= Real Christmas Tree Board =

U.S. organization

The Real Christmas Tree Board is a U.S. organization established by federal law through a commodity checkoff program. The board was created when the Christmas Tree Promotion, Research, and Information Order was signed into law as part of the 2014 U.S. Farm Bill.

==History==
The Christmas Tree Promotion Board was officially established by law when the Agricultural Act of 2014 was signed by President Barack Obama on February 7, 2014. The board is part of the Christmas tree checkoff program established by a provision of Agricultural Act of 2014 known as the Christmas Tree Promotion, Research, and Information Order. The Christmas Tree Promotion, Research, and Information Order is a U.S. Department of Agriculture rule that was originally published in November 2011 and established a commodity checkoff program to help U.S. Christmas tree growers. The rule was rescinded in 2011 after it attracted criticism and political controversy before becoming law in 2014.

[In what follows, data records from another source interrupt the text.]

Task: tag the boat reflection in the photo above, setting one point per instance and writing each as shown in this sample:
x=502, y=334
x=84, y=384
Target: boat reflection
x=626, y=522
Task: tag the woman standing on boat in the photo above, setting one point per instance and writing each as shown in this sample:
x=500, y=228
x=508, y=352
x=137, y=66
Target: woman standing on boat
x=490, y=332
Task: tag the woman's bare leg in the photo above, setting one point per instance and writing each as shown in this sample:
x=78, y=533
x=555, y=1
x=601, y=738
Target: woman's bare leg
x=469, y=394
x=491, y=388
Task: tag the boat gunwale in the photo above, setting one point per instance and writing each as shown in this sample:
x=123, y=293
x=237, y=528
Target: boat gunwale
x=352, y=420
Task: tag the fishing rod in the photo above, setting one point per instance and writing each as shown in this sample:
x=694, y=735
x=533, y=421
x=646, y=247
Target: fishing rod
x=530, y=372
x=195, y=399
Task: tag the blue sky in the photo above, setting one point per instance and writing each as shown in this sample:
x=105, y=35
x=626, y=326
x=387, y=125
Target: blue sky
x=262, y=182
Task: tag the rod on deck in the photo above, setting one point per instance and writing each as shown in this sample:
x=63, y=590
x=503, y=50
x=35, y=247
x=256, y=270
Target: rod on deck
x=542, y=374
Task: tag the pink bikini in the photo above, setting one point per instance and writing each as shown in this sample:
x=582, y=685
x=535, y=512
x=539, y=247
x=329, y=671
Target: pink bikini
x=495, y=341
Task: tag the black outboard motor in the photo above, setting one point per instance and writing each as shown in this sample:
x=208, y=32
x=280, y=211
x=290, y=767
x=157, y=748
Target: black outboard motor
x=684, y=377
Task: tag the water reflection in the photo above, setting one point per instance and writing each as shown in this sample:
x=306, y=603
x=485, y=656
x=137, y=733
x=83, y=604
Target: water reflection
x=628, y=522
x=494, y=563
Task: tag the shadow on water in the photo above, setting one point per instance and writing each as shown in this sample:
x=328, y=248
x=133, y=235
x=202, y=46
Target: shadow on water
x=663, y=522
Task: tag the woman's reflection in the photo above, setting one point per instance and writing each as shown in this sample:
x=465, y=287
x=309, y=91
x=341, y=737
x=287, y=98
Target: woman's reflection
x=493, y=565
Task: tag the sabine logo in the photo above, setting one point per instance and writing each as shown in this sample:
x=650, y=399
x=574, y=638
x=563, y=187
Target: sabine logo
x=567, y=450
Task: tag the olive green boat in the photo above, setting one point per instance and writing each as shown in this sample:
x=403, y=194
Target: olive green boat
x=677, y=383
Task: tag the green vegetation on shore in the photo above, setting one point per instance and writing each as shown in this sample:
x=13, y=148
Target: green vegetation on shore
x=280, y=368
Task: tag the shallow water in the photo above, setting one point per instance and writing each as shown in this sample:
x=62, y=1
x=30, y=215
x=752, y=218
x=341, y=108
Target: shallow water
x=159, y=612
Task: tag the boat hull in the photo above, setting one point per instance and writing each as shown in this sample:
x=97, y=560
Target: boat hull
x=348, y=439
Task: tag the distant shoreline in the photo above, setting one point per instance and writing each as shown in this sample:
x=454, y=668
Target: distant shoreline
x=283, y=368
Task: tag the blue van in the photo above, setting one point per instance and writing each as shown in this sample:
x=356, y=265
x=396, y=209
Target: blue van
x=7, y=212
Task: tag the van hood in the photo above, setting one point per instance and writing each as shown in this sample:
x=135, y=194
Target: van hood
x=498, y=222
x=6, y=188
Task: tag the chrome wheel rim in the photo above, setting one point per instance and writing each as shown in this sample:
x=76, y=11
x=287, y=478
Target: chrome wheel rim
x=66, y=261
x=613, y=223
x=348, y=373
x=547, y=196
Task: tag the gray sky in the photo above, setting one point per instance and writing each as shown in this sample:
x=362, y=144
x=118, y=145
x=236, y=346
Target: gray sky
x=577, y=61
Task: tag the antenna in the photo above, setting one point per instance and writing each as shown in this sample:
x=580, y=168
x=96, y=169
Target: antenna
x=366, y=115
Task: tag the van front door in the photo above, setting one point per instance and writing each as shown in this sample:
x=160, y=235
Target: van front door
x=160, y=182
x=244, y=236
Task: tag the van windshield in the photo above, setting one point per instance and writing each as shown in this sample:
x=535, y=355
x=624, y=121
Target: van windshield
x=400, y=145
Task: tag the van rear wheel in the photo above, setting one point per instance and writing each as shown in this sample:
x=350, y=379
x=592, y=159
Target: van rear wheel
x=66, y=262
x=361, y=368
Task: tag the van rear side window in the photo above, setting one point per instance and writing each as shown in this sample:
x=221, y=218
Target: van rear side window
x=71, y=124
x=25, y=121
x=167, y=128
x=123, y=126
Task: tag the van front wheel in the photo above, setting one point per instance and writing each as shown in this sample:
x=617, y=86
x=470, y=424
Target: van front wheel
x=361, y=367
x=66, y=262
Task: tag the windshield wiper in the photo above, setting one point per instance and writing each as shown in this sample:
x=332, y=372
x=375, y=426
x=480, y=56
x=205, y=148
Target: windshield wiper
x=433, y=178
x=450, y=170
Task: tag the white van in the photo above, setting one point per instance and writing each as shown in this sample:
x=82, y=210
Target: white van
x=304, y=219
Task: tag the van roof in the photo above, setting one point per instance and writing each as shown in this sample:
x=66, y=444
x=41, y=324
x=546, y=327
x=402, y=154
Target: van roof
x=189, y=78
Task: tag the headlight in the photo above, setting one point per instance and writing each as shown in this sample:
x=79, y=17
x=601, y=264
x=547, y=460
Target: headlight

The organization renamed from the Christmas Tree Promotion Board to the Real Christmas Tree Board in 2022.

==Membership==
The board has 12 members, 11 producers and one Christmas tree importer. The producers are from different tree-producing geographic regions of the United States; five members are from the western region, two from the central region, and four from the eastern region. When the board was established initial members were appointed for terms of two, three or four years upon approval by the U.S. Secretary of Agriculture. The terms were assigned in this manner in order to stagger future terms on the board. Board members after the initial members serve terms of three years. In order to qualify for membership on the Christmas Tree Promotion Board producers and importers must have cut and sold 500 or more trees per year. The USDA began seeking nominations to the first iteration of the Christmas Tree Promotion Board in April 2014.

==Funding==
The board is funded through an assessment of $.15 per tree on growers and importers of fresh-cut Christmas trees. Though the assessment amount can be increased it cannot exceed $.20 per tree and it can never be raised more than $.02 during a fiscal year. Growers and importers that produce or import less than 500 trees are exempted from the fee.